NUMERICAL INVESTIGATION OF THE STATIC PHI-4 EQUATION USING A HYBRID CUBIC B-SPLINE TECHNIQUE

Ayesha Samra; Muhammad Amin; Saima Mushtaq; Nouman Iftikhar

doi:10.71146/kjmr521

Authors

Ayesha Samra Faculty of Sciences, The Superior University, Lahore, Pakistan Author
Muhammad Amin Faculty of Sciences, The Superior University, Lahore, Pakistan Author
Saima Mushtaq Faculty of Sciences, The Superior University, Lahore, Pakistan Author
Nouman Iftikhar Faculty of Sciences, The Superior University, Lahore, Pakistan Author

DOI:

https://doi.org/10.71146/kjmr521

Keywords:

Hybrid Cubic B-Spline Method, Static Phi-4 Equation, Nonlinear Differential Equation

Abstract

The present work focuses on solving the one-dimensional static Phi-4 (ϕ⁴) nonlinear differential equation using the Hybrid Cubic B-Spline (HCS) method. This nonlinear field equation arises in various physical contexts, including quantum field theory, phase transition models, and nonlinear optics. Traditional methods, such as finite difference or spectral techniques, face limitations in handling sharp transitions or ensuring smoothness across the domain.
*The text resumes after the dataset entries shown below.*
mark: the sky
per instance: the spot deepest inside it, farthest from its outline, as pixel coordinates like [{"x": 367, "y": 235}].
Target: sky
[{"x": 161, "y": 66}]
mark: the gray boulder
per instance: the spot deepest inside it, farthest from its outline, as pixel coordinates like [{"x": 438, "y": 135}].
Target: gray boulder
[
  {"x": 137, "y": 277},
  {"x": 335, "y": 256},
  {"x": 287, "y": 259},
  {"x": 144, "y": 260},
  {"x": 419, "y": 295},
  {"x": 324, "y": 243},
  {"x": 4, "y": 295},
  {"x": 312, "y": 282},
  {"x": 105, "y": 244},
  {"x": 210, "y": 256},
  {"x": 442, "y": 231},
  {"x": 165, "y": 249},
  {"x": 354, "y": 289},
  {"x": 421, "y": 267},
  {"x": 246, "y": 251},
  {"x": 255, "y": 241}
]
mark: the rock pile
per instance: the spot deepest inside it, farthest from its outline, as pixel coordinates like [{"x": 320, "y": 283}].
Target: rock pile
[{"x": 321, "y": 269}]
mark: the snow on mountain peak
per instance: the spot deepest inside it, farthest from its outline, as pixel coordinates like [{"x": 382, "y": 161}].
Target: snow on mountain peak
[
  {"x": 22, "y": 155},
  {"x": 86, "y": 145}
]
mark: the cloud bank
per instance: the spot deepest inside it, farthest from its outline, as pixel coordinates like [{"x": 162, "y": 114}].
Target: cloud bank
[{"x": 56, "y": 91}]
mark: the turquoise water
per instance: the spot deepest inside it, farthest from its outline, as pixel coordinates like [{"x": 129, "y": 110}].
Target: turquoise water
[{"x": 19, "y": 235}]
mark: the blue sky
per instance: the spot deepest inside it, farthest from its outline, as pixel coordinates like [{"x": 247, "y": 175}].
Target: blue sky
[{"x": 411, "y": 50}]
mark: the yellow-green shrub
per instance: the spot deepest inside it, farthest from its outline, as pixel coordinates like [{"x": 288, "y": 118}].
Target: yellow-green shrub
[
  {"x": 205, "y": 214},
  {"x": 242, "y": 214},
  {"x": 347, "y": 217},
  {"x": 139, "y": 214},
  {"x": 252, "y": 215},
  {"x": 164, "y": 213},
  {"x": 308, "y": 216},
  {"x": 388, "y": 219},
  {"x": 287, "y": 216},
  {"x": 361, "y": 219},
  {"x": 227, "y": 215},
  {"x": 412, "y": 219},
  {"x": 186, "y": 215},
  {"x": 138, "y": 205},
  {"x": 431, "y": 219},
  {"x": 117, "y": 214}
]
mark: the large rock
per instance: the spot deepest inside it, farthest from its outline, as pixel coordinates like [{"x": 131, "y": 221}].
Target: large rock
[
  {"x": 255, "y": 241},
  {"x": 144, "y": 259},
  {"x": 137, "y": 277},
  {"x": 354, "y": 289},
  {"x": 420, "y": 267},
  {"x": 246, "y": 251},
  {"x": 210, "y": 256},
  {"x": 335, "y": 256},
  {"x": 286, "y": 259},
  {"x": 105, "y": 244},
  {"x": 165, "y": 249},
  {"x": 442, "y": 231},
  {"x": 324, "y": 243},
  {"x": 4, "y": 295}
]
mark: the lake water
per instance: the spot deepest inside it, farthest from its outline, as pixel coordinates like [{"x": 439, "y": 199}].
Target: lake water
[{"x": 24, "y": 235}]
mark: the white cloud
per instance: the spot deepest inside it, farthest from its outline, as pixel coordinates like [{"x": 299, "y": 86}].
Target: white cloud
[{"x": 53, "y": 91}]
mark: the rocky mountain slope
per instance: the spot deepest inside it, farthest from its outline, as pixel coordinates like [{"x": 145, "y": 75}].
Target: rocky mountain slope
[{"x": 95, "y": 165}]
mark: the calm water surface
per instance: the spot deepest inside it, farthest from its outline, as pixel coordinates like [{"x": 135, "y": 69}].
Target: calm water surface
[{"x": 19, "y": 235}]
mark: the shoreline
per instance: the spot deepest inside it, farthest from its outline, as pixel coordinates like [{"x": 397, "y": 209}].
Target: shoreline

The HCS approach, a fusion of finite element and spline-based methods, offers high accuracy with smooth approximation. The mathematical derivation of the method, stiffness matrix construction, and implementation of boundary conditions are discussed in detail. Results are validated against the exact analytical kink solution, and the error analysis shows excellent agreement, confirming the efficacy of the method. This work emphasizes the stability, accuracy, and potential of HCS for solving nonlinear boundary value problems in mathematical physics.